Por Rafael Puyol, Vicepresidente de IE Foundation
En una ocasión alguien me preguntó a qué me dedicaba. Cuando le dije que a la demografía, mi interlocutor me dijo que para qué servía. Le comenté que el oficio suponía saber cuántos éramos, cómo crecíamos o disminuíamos, si éramos jóvenes o viejos y algunas otras cuestiones. No debí ser muy convincente porque aquella persona me espetó: “Pues vaya oficio de las narices que tiene usted”, (siendo narices un eufemismo de un órgano menos decente). No voy a reivindicar a estas alturas mi disciplina, pero sí recordar su interés para conocer no sólo cuántos somos o seremos, si no cómo somos y qué rasgos tendremos. La demografía es una ciencia “telonera” de la economía o de la actividad de los políticos porque sin sus aportaciones no se puede planificar correctamente el futuro.
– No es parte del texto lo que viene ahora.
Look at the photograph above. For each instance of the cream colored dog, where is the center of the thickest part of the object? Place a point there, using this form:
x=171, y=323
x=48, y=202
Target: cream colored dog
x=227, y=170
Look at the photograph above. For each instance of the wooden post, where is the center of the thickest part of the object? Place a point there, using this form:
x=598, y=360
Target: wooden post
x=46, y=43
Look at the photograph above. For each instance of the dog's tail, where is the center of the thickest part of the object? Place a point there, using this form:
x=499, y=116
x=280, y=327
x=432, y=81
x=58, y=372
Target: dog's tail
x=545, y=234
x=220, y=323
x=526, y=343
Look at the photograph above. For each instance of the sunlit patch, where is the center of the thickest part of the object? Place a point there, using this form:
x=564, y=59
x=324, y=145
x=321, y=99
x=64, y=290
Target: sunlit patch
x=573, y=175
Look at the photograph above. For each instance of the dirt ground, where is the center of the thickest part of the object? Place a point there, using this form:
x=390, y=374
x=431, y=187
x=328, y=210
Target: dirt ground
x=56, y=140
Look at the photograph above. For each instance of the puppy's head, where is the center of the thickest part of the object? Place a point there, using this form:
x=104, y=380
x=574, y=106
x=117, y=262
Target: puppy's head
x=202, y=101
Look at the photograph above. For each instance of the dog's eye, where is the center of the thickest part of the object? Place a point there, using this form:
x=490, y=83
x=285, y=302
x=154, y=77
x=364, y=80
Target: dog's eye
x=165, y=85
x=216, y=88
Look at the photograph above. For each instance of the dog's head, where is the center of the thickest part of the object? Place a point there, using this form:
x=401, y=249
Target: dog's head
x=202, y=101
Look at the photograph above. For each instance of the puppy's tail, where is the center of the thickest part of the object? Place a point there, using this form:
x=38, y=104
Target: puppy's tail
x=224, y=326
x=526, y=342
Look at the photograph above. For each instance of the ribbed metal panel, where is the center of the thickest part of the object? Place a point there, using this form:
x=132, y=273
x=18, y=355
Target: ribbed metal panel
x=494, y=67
Fíjense: No podremos definir las acciones convenientes para la sociedad en que vivirán nuestros hijos y nuestros nietos, si ignoramos que vamos a ser menos; que el número de nacimientos se reducirá y que los hijos se alumbrarán a edades cada vez más tardías; que dentro de seis años habrá más muertos que nacidos; que hacia mediados de siglo los hombres tendrán una esperanza de vida de 87 años y las mujeres de 91; que cuando se cumplan 65 años los varones vivirán todavía 24 y las féminas 27; o que en el 2050 un 37% de la población de España tendrá más de 64 años. ¡Qué sociedad tan diferente nos espera! Con menos niños y jóvenes, un número de adultos en retroceso, una población mayor cada vez más abundante y más envejecida, más inmigrantes de nuevo,…
Estamos tan preocupados por el tiempo actual que nos olvidamos de que ese futuro distinto está a la vuelta de la esquina con una característica que habrá que enfrentar con decisión y con tiempo.